Il mio sperma impazziva nei lombi.
Non cercavo un’amante, lo giuro.
Fu lei a trovarmi
seguendo un’orbita errata di stelle,
nuotando e nuotando contro corrente.
Allargava i suoi occhi nel buio,
fiutava il mio odore col ventre.

La chiamai dalla riva.
Era un luccio gigante,
una cornucopia che splendeva
nella marea del mattino.
Guizzò nell’aria:
aveva un feto nell’iride dell’occhio,
si dibatteva con furia
contro l’uncino del mio sesso.
Non ero che un baco senza pupille.
Lei mi chiuse le palpebre,
mi avvolse con un filo di bava
nel suo bozzolo d’oro.

E a casa la sua bambina bella
cadeva fra i narcisi.
Si rompeva in mille pezzi,
pura e dolorosa come un grido.
Un crack fra le mie mani, così.
La vita le usciva da un fianco,
il sangue tornava alla terra.
Io non centro, lo giuro.
Fece tutto da sola.”

III. Una santa americana

Now she is flying
more terrible than she ever was, red
scar in the sky, red comet
over the engine that killed her –
the mausoleum, the wax house.
Sylvia Plath

Ci sono amori senza paradiso.
Solitudini che seccano sul grembo.

Ted ha messo il suo cuore sotto spirito.
Lei adesso è immortale:
un altare, una statua,
un’icona.

È qui per restare.
Sole che nasce all’incontrario,
bocca magica che vomita gigli.
È una madonna che brilla sopra il nostro letto.
Ogni notte ci scruta in silenzio:
la bocca dolorosa, immobile come la luna.

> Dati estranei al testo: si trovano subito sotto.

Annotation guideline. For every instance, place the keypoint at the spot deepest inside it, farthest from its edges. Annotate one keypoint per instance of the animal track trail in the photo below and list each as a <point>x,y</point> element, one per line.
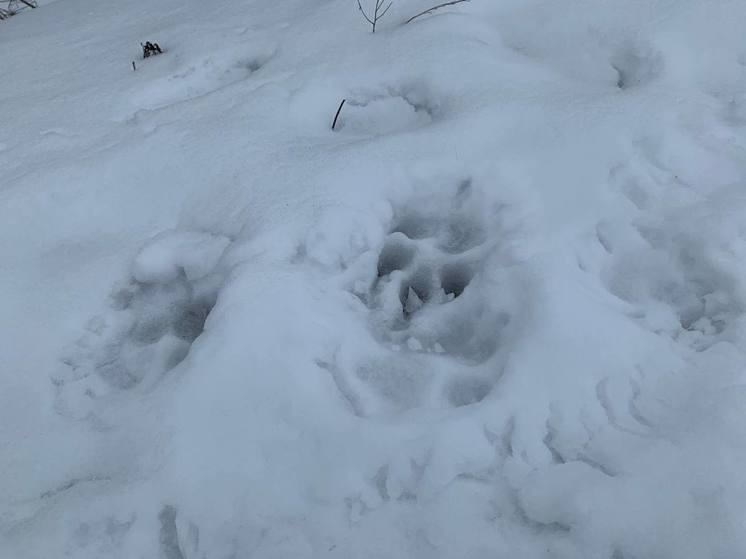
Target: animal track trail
<point>200,77</point>
<point>150,325</point>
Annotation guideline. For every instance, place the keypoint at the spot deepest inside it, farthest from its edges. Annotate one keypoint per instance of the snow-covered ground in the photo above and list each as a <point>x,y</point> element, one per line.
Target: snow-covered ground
<point>500,311</point>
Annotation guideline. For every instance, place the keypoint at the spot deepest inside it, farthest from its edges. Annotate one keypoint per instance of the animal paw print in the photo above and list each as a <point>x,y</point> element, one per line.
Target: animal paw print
<point>151,323</point>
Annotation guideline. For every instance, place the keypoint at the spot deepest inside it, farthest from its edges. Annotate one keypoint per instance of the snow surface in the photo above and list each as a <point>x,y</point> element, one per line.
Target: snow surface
<point>498,312</point>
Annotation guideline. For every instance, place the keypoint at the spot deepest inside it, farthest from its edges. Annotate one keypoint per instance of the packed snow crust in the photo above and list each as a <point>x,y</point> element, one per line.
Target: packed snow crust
<point>499,311</point>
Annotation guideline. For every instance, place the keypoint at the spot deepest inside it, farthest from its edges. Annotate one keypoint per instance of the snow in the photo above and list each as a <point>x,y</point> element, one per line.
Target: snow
<point>499,311</point>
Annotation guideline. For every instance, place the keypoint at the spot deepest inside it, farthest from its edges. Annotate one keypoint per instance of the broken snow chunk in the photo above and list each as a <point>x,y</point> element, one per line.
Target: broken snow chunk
<point>413,303</point>
<point>414,344</point>
<point>171,253</point>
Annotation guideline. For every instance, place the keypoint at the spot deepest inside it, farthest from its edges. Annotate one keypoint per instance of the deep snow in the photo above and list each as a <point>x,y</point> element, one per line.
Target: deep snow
<point>498,312</point>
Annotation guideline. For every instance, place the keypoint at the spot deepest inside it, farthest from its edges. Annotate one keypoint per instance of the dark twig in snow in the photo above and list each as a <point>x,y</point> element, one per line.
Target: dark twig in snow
<point>430,10</point>
<point>339,110</point>
<point>378,12</point>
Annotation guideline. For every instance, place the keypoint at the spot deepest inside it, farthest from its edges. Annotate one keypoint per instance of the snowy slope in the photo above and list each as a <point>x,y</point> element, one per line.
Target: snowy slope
<point>498,312</point>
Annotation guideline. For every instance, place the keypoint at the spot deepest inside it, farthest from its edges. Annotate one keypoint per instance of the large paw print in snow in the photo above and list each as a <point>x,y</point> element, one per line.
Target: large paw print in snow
<point>636,65</point>
<point>387,111</point>
<point>440,323</point>
<point>151,324</point>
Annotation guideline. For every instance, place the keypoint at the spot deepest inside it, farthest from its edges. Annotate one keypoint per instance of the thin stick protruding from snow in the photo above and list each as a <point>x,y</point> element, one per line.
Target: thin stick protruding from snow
<point>339,110</point>
<point>430,10</point>
<point>376,14</point>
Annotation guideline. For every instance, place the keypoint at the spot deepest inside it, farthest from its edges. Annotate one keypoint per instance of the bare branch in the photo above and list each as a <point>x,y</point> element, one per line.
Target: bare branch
<point>339,110</point>
<point>435,8</point>
<point>359,5</point>
<point>383,13</point>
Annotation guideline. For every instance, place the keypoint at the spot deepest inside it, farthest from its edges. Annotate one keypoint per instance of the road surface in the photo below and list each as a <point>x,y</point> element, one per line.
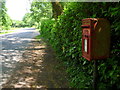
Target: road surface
<point>12,47</point>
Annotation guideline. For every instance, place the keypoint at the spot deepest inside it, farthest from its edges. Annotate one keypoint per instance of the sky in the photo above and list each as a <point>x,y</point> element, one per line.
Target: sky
<point>17,8</point>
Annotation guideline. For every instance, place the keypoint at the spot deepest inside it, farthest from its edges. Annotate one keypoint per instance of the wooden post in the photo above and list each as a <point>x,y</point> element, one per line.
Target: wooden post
<point>95,75</point>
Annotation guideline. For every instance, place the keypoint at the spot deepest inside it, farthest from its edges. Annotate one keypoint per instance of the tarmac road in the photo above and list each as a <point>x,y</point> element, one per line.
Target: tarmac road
<point>12,47</point>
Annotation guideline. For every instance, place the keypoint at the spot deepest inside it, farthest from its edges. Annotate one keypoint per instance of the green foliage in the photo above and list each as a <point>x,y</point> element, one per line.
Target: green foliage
<point>27,20</point>
<point>65,37</point>
<point>40,10</point>
<point>5,21</point>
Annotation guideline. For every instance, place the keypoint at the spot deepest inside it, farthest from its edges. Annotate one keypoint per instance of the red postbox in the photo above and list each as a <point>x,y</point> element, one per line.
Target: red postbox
<point>95,38</point>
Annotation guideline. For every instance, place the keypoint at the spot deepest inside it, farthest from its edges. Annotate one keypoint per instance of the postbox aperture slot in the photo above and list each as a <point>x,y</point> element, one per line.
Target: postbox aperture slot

Nel suo stomaco fermentano semi,
frumento, bulbi di fiori pronti ad esplodere.
È un geyser che schizza su un continente buio.
Una divinità preistorica:
corpo di marmo
senza ombelico,
senza padre, né madre.

IV. Gas

and from our opposite continents we wave and call.
Everything has happened.
Sylvia Plath

La bocca del forno è un animale buono,
lo sbadiglio di un cane sdentato.
La cucina è igienica come un crematorio.
Il gas è una sciarpa di seta,
ha l’odore pungente delle ascelle di Ted.

Shura dorme attaccata alla mia schiena.
È il mio piccolo innesto,
una farfalla avvolta nel tepore della coperta.
Il suo respiro è una garza.

Fuori la luna imbianca
la potatura senza sangue degli alberi.
Il prato è cangiante come una pellicola esposta.
Due pastiglie, perfette come una comunione
e orbito fuori dal mondo.
Ultimo volo sullo Zeppelin
contro l’irriducibile flusso delle maree.

Apro le orchidee dei bronchi
e respiro, respiro.
Un airone mi picchia dentro il cervello.

La casa è un polmone chiuso.
Il dolore ha il sibilo azzurro del gas.

—————————

Daniela Raimondi è nata in provincia di Mantova e ora divide la vita tra due isole, la Gran Bretagna e la Sardegna. Ha pubblicato: ELLISSI, (2005); INANNA (2006); MITOLOGIE PRIVATE (2007); il monologo in versi ENTIERRO (2009); il libro-CD DIARIO DELLA LUCE (2011) e il volume monografico LA POESIA E L’EMPATIA, Puntoacapo Editore, a cura di G.M. Lucini.